India bonds rise on growing hopes of more RBI buying
- The benchmark 10-year 6.48% 2035 bond yield hovered at 6.6658%
MUMBAI: Indian government bonds gained ground early on Wednesday, as traders priced in near-term support from the Reserve Bank of India’s suspected secondary market purchases and the growing likelihood of additional open market buying.
The benchmark 10-year 6.48% 2035 bond yield hovered at 6.6658% as of 10:12 a.m. IST.
It ended Tuesday’s session at 6.6722%. Bond yields move inversely to prices.
Traders are increasingly betting on RBI intervention as the central bank walks a tightrope between managing liquidity and shoring up demand in a market starved of natural buyers.
“The RBI is constantly making a trade off between liquidity and intervention as both the rupee and bonds need central bank support to stay afloat,” a private-bank trader said.
“So, they will have to continue open market purchases.”
The 10-year bond broke a four-session losing streak on Tuesday, leading to speculations that the RBI was actively buying in the secondary market to replenish stock after 200 billion rupees of securities matured in January, traders said.

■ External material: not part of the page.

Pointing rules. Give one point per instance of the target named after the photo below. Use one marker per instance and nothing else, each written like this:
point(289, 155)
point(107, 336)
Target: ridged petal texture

Investors from the “others” category, which includes the RBI, bought bonds worth 35.5 billion rupees ($390 million) on a net basis on Tuesday, per clearing house data.
The RBI is also scheduled to buy bonds worth 500 billion rupees on Thursday, which is the last of the four tranches under its current schedule.
Traders are hoping the RBI will announce
another round of open market buying.
US Treasury yields have also stayed elevated as investors reacted to turbulence in Japanese bonds and President Donald Trump’s trade clashes with Europe, which continue to add pressure on Indian debt and rupee.